The results released yesterday by the Ministry of Education show that 102 of the 158 students who make up the top 1% have been educated at 18 private schools across the country. This represent 64.6% of the country’s top performers. The remaining 56 or 35.4 students are shared among 35 public schools
Of the 18 private schools whose students have scored in the top 1%, Success Elementary has the highest number at 20 followed by Academy of Excellence with 17 students and Mae’s Under 12 with 15 students.
A majority of the primary schools which have students on the list have only one student. Leonora Secondary however managed to have 6 students who earned a place in the top 1%.
Minister of Education Dr. Rupert Roopnaraine has meanwhile once again stated that he is not satisfied with the results of the National Grade Six Assessment.
Speaking yesterday to media operatives gathered at the National Centre for Educational Resource Development (NCERD), the Minister said that it would be a bit hasty at this time to express satisfaction.
“I would like to see a little bit more concentration, more work and I would like to see teachers in the classrooms, really ensuring that their curriculums are delivered and received by the students and above all, I want to really lift the level of the education system. I think there is still a great deal to be done,” he noted.
This year marks the beginning of a collaboration between the Ministry and the Caribbean Examinations Council (CXC) to improve the quality of all primary grade assessments.
According to the Minis-try, the objective of this consultation is to ensure that all assessments conform to regional and international testing standards. Consequently, Guyanese educators developed the 2016 NGSA test items with technical guidance from CXC, addressing key areas such as item construction, weighting and sampling.
Last year when Dr Roopnaraine was asked to address the trend of private schools outpacing public schools, he had said that an “attempt to create a dichotomy or even a sense of rivalry” between the public and private school system is unnecessary.
Asked by Stabroek News whether an analysis of the performance of all students who sat the examination would be made public, Chief Education Officer Olato Sam said that was not the Ministry’s intention.

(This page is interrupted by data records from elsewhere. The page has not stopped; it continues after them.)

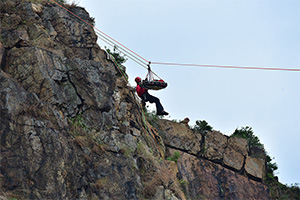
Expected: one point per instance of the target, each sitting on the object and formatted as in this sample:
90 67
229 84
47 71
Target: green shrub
247 133
202 126
175 157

“We are in the process of examining students’ performance in every area of the examination but those reports are for the schools since it is they who will have to put systems in place to correct these matters,” Sam said.

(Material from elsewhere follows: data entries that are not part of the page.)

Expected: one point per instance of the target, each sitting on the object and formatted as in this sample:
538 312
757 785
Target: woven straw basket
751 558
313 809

14,386 students wrote the National Grade Six Assessment (NGSA) on the 27 and 28 of April 2016. This year marked the first time in nearly a decade students were placed using only the results of the Grade Six exam. In 2007 the Ministry had announced that students who had written the Grade Two assessment in 2003 and the Grade Four assessment in 2005 were awarded places at secondary schools based on a weighting of their scores at all three “assessments”. Since that time the grade two assessment was responsible for 5% of their final score, the grade four 10% while the grade six assessment was responsible for 85% until the Ministry declared in 2015 that these assessments will now be used “strictly for diagnostic purposes, as was initially intended.”